Forlì alla dura prova del derby. Con Bossi. Che sfida: Rimini è anche in cerca di riscatto |
Tornano i tifosi forlivesi a Rimini, ma anche se sono appena 150 e non quelli della Curva Nord in protesta, quello che andrà in scena oggi al Flaminio di Rimini (arbitreranno Wassermann, Tallone e Agnese) sarà un derby vero con tutto il suo carico di emozioni, rivalità, passione e tutte quelle caratteristiche, tecniche e non, che rendono questa sfida non certo una partita come le altre.
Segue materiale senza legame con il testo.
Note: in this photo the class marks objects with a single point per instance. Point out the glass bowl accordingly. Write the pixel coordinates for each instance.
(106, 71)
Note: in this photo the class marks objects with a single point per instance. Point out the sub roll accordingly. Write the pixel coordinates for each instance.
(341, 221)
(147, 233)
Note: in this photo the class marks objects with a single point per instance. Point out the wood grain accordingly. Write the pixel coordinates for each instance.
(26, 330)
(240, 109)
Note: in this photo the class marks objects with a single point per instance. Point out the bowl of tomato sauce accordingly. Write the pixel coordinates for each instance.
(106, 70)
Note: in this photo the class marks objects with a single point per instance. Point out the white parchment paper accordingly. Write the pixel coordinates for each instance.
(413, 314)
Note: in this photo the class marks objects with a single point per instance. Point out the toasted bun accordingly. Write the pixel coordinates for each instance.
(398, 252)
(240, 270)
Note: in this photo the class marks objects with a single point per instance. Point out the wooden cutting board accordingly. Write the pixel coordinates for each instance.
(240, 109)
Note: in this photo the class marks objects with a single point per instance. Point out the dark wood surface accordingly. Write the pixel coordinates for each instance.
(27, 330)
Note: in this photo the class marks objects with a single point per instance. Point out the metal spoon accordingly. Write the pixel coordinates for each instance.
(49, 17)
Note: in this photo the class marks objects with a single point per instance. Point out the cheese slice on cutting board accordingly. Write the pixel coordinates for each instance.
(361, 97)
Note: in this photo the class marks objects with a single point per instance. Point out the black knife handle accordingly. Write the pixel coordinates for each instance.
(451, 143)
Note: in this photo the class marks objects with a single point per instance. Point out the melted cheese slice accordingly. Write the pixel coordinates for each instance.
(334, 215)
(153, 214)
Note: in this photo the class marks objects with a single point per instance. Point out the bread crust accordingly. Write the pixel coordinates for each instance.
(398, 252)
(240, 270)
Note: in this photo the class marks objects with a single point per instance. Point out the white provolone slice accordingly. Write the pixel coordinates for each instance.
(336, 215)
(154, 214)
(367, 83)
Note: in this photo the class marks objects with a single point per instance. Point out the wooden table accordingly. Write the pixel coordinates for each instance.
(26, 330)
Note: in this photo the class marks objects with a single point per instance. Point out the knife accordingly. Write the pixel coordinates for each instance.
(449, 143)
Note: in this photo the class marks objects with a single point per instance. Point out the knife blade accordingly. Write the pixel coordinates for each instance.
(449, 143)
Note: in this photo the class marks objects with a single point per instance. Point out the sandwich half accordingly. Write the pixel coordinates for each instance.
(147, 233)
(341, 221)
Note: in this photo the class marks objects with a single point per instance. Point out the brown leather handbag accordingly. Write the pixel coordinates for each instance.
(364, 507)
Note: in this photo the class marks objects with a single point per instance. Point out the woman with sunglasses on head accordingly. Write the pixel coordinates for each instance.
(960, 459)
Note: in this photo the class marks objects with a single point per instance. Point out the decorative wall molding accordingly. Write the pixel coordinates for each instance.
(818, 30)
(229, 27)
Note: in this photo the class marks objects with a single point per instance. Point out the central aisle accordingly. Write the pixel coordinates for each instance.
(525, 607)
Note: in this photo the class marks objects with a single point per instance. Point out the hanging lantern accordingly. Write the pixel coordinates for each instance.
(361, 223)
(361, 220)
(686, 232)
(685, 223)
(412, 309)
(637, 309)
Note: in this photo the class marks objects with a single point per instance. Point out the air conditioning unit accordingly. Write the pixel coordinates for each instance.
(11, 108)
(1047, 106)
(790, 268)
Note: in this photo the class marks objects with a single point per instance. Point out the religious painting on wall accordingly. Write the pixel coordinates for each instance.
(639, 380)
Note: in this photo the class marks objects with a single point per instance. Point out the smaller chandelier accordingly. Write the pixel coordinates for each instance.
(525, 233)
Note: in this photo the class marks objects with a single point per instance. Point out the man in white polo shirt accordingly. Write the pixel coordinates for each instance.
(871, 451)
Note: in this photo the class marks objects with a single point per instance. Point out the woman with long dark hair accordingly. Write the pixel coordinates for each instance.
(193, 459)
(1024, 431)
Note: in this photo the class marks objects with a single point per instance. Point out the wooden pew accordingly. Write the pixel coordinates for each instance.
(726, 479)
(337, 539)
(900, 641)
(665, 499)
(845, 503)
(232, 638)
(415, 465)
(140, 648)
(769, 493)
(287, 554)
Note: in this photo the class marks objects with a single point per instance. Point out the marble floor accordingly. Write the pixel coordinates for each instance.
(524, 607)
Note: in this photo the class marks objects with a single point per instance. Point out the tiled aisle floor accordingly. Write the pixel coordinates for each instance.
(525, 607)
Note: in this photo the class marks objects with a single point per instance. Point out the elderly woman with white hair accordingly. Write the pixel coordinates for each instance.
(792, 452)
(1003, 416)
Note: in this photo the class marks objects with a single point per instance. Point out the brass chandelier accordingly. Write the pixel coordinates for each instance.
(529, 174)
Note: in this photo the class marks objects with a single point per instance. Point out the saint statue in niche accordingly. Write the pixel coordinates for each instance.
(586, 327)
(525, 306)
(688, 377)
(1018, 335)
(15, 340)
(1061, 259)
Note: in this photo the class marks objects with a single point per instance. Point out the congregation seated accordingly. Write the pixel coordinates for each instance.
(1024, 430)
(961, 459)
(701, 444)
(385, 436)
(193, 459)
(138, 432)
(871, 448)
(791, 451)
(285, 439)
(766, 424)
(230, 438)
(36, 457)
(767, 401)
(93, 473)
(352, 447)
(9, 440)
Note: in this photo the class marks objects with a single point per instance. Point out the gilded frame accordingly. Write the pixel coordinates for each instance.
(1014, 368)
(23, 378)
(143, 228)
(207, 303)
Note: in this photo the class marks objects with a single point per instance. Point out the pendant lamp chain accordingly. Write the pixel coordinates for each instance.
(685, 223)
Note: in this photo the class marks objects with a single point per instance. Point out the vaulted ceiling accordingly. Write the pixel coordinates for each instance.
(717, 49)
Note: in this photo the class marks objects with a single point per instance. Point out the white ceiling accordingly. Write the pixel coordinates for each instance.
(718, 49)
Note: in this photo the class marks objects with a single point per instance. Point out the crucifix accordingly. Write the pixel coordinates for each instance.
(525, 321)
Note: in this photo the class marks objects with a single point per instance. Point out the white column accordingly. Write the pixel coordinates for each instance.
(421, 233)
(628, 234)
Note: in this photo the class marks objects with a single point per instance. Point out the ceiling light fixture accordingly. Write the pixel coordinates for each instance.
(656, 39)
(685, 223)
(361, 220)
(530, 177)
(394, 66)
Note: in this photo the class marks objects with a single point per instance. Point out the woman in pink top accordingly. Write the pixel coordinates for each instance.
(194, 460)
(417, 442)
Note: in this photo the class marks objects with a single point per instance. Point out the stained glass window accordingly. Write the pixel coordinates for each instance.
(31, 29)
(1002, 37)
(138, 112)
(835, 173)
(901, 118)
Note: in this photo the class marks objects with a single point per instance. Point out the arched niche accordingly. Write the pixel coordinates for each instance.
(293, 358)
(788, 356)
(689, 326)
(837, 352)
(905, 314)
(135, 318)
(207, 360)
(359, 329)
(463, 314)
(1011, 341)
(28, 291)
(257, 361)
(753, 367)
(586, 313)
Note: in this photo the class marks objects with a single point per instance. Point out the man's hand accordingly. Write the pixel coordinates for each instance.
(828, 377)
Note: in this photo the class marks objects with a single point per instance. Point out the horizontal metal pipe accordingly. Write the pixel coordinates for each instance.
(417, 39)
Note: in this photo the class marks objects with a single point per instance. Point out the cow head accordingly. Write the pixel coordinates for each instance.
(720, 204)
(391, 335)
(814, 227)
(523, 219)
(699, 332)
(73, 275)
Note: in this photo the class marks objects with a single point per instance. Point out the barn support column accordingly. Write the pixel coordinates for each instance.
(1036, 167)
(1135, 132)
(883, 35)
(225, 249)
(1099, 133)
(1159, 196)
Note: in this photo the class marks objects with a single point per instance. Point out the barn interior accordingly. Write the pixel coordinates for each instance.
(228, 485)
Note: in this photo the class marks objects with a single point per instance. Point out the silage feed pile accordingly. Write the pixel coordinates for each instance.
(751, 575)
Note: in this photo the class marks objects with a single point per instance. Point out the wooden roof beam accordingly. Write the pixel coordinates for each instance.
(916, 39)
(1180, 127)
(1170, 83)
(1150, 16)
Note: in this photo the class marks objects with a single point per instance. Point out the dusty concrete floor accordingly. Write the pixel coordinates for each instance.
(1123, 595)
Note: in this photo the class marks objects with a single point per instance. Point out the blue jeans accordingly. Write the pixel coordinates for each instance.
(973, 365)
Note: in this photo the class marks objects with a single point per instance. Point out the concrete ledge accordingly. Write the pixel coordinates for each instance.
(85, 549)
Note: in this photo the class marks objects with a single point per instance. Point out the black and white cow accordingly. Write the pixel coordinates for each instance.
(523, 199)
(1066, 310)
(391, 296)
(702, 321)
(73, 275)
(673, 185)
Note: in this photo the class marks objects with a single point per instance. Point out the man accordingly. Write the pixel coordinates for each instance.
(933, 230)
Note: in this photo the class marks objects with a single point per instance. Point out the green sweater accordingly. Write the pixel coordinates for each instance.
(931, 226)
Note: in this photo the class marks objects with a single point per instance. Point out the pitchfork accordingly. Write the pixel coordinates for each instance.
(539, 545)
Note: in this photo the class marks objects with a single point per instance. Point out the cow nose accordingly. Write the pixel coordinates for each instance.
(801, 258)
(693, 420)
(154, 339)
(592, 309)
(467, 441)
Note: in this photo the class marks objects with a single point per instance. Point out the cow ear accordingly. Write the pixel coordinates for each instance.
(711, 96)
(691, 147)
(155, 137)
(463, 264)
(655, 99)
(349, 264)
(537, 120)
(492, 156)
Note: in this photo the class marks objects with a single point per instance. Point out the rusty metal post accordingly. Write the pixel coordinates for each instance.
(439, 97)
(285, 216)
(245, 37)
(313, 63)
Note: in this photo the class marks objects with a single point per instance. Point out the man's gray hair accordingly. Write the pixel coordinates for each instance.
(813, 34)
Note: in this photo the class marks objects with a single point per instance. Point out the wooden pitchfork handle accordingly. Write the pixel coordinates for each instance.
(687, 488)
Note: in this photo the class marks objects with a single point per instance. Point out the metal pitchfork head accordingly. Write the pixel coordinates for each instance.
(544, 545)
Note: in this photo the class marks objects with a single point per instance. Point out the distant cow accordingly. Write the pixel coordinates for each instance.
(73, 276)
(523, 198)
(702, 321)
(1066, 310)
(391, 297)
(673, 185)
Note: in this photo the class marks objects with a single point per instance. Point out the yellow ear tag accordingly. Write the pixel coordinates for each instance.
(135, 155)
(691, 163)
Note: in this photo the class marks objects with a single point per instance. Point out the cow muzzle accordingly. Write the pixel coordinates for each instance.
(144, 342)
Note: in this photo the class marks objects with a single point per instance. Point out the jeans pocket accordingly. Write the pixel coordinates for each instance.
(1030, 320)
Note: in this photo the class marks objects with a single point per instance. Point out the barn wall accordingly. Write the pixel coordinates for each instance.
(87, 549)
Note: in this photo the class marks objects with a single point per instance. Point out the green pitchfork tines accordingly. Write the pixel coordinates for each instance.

Da quando è nata la Pallacanestro 2.015, questa sarà la sfida numero 18 fra Forlì e Rimini (quattro si erano giocate nell’anno di B nel 2015/16, Forlì ne vinse tre). L’ultima vittoria di Forlì nel ‘fortino’ riminese risale alla stagione 2023/24: era sabato 23 dicembre e l’Unieuro, senza Kadeem Allen, vinse 68-80. Da allora tre sconfitte di fila: la prima in stagione regolare, nonostante i 38 punti di Demonte Harper, poi le due nella semifinale playoff.
Oggi, anche per i problemi fisici forlivesi con Harper non al meglio e l’assenza di Gaspardo, Rimini è favorita nonostante abbia perso in casa le ultime tre partite contro Cremona, Livorno e domenica scorsa Avellino. A livello di problemi fisici la squadra di Dell’Agnello, nel gruppone di squadre con 32 punti a 4 dalla capolista Pesaro, in questa stagione non si è fatta mancare quasi nulla con Robinson che ha saltato 15 gare e Ogden che è fuori da 7, solo per citare i casi più significativi.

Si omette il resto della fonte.